Business Intelligence In General
- 1 What is Business Intelligence...
- 2 Why is Business Intelligence important?
- 3 History of Business Intelligence
- 4 Designing and implementing a business intelligence program
- 5 BI Includes
- 6 RoadMap...
What is Business Intelligence...
Business intelligence (BI) is a business management term which refers to applications and technologies which are used to gather, provide access to, and analyze data and information about their company operations. Business intelligence systems can help companies have a more comprehensive knowledge of the factors affecting their business, such as metrics on sales, production, internal operations, and they can help companies to make better business decisions. Business Intelligence should not be confused with competitive intelligence, which is a separate management concept.
Business Intelligence is not a product nor a system. In fact it is an architecture and a collection of integrated functional and operational decision-support applications and databases that provides the business community easy access to business data. Of course it specifically focuses on the decision-support applications and databases as well.

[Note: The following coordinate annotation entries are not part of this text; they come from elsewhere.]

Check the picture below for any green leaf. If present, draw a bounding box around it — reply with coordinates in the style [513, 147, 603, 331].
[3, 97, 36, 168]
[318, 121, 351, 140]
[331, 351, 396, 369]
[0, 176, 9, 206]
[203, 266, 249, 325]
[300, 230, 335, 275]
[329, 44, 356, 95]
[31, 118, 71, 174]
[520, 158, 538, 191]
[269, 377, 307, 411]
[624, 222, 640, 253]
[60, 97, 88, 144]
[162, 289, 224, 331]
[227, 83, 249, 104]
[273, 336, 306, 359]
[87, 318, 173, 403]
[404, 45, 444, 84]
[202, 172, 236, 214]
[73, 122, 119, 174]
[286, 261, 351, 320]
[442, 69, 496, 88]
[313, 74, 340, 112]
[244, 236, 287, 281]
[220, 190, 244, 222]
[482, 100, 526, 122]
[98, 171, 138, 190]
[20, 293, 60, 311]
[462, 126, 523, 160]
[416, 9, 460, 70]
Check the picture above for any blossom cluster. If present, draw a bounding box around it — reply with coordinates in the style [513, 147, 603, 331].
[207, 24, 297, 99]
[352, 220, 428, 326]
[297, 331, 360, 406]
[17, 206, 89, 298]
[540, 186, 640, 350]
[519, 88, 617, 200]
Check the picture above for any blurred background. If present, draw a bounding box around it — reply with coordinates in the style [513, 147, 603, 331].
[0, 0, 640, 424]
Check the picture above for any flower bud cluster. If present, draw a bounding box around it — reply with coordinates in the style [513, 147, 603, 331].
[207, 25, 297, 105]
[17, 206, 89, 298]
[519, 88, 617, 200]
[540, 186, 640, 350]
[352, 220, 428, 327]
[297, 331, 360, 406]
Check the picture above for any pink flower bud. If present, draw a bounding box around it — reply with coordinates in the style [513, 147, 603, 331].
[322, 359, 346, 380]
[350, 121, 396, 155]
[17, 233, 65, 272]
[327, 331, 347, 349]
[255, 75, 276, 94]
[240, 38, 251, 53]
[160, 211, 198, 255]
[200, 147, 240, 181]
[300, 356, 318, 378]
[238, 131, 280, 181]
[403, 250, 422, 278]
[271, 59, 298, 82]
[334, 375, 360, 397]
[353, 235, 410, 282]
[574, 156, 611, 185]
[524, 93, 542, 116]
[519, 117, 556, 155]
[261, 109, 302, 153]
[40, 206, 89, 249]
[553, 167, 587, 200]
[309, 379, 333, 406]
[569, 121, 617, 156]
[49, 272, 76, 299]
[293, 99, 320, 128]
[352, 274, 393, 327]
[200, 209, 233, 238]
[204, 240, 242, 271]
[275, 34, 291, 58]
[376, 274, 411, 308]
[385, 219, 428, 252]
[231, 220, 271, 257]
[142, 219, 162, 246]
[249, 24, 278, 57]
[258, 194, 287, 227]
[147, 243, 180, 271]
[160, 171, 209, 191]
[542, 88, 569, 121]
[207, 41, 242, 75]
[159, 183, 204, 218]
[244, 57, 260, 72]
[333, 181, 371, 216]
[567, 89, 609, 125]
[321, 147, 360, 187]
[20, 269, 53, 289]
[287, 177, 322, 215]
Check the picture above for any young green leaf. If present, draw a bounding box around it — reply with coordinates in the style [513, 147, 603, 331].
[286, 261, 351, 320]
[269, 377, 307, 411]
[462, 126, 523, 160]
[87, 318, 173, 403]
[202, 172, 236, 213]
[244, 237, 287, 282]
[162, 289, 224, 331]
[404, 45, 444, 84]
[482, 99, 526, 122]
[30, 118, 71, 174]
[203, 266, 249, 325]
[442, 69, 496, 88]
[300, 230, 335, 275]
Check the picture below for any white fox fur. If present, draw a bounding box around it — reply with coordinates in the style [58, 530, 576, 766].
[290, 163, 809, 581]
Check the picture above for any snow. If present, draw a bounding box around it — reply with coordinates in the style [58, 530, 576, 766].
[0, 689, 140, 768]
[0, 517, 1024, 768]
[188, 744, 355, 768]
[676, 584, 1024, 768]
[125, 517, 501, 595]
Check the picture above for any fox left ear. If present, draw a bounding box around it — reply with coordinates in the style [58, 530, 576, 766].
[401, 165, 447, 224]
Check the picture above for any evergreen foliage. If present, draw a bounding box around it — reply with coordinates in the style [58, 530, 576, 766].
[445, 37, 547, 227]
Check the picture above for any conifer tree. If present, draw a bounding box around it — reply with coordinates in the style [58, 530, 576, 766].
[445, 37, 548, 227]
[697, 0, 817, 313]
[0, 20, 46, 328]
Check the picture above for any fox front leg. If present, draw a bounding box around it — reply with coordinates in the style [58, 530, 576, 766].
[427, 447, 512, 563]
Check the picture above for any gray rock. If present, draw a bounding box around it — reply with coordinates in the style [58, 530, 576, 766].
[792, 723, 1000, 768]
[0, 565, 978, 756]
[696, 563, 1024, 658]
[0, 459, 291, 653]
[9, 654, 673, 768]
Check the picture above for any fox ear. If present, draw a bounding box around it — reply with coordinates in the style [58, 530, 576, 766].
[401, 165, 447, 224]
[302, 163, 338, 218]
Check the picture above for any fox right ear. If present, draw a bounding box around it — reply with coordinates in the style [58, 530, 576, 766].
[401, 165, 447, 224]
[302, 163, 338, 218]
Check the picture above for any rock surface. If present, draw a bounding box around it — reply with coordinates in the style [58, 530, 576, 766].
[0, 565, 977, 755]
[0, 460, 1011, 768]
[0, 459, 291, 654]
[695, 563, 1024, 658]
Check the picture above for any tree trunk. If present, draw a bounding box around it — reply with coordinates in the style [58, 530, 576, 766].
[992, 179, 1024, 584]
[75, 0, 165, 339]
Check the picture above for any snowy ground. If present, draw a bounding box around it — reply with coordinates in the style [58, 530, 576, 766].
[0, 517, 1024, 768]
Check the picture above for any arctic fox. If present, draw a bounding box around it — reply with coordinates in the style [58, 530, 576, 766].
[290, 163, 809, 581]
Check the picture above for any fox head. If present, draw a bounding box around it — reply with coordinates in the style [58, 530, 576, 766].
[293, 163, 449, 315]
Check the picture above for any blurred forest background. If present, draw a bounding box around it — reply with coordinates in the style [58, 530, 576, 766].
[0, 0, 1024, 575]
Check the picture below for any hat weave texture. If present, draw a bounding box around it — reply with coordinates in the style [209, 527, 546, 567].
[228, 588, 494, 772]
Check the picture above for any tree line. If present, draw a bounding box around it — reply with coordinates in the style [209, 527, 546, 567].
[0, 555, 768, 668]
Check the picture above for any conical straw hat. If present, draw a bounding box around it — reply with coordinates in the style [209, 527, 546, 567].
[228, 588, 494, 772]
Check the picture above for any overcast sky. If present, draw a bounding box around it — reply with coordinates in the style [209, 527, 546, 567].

Why is Business Intelligence important?
We all know that an organization is like the human body with close integration amongst the various organs of the body. We also know that there are communication problems, which create confusion amongst the various activities. Sometimes, what may seem as nonsense will be the process and common sense will be ignored. We also know that the top management may require something else and the middle and junior management provides something else, resists to provide or is unable to provide.
The top management drives the business direction, for a business to thrive, the top management has to make the correct decisions, correct decisions can only be made based on data available. The more relevant this data is, the better decision making process will be. Business Intelligence tools fulfill this requirement of businesses. Business intelligence applications and technologies can help companies analyze the following: changing trends in market share, changes in customer behavior and spending patterns, customers' preferences, company capabilities and market conditions. Business intelligence can be used to help analysts and managers determine which adjustments are most likely to affect trends.
BI systems can help companies develop consistent and "data-based" business decisions--producing better results than basing decisions on "guesswork." In addition, business intelligence applications can enhance communication among departments, coordinate activities, and enable companies to respond more quickly to changes (e.g., in financial conditions, customer preferences, supply chain operations, etc.). When a BI system is well-designed and properly integrated into a company's processes and decision-making process, it may be able to improve a company's performance. Having access to timely and accurate information is an important resource for a company, which can expedite decision-making and improve customers' experience.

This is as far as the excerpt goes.